Ron seemingly did a 180-degree pivot on how his bank views both cryptocurrencies and the blockchain technology that supports their development, proclaiming that “more partnership instead of competition” is needed between banks and crypto related companies going forward.
According to one report:
It’s no secret that the executives sitting at the top of JPMorgan Chase – one of the largest banks in the world – are not the biggest fans of Bitcoin and other similar cryptocurrencies. Although the bank’s distain towards the nascent technology initially appeared to be genuine – and possibly rooted in fear – it now appears that they are, in fact, bullish on the tech – as long as they are the ones controlling it.
Karpovich delivered a very compelling message, denoting first the low-margin nature of the payment industry, that change will always flow to newer, better, and cheaper ways to do things, and that banks and crypto companies need to work together:
Ultimately behind the scenes, they [crypto innovators] are going to have to use a bank to move funds.

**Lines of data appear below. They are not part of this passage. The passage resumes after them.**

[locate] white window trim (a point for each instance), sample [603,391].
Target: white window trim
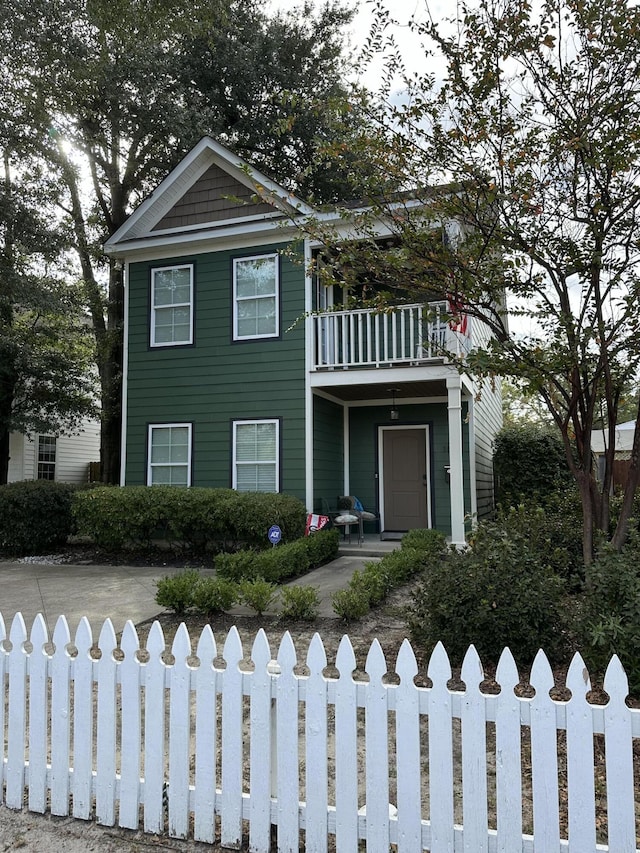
[234,462]
[152,319]
[150,466]
[276,332]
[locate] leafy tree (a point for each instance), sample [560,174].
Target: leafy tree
[115,93]
[46,382]
[531,133]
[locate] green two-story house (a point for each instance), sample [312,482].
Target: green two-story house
[240,371]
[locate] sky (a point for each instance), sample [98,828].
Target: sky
[402,10]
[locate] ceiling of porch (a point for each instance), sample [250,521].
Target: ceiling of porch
[352,392]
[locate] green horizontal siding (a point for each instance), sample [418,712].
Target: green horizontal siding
[216,380]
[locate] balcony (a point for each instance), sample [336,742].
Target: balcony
[365,338]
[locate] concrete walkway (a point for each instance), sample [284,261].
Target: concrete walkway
[127,592]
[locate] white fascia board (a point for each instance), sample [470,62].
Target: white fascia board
[206,240]
[206,153]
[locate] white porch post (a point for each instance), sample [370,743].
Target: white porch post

There’s more partnership instead of competition in that space. When it comes to margins and capabilities — payments is never something that grows in margin, nobody wants to pay for a payment. That’s one of the hardest parts of this process: you have limited resources in the capability to sell, so you need highly efficient and large players.
Bankers, however have done their homework and determined that there are definitely benefits to be had, if one employs distributed ledger technology appropriately:
There’s a difference between trading a cryptocurrency that’s in the market that’s ubiquitous, versus using the technology to enhance your payment infrastructure. We look at the technology as being a means to doing things faster and cheaper: every CEO would like to make things faster and cheaper. So from that standpoint I think it represents a buy into the concept of using blockchain.
Karpovish’s comments come after the press has followed for years the early day’s crypto zealot rant that cyrptocurencies would replace traditional banks in the long term. From that respective, banking executives could only react negatively in response, while their development teams were busy in the background trying to determine if there was any true value to their institution in pursuing this new wave of innovative technology. The result of this research has given rise to major banking development teams coming forward to endorse the use of blockchain technology in their mainstream operating platforms.
While crypto enthusiasts have demeaned the concept of the “JPMCoin” as not being a true cryptocurrency, banking executives have been quick to point out that consumers may never realize from their individual banking experiences that something has changed from a technology standpoint. What consumers will see is a more efficient process that is both cheaper and quicker, all good things when trying to sell cross-border payment services on a global basis.
Karpovich concluded that:
I think ultimately you’ll find that the technology behind the scenes will be blockchain, I don’t know that you’ll notice anything as a consumer in that space. I think that you’ll still continue to use the payment type that you prefer, be that a wallet, a card, or a bank account.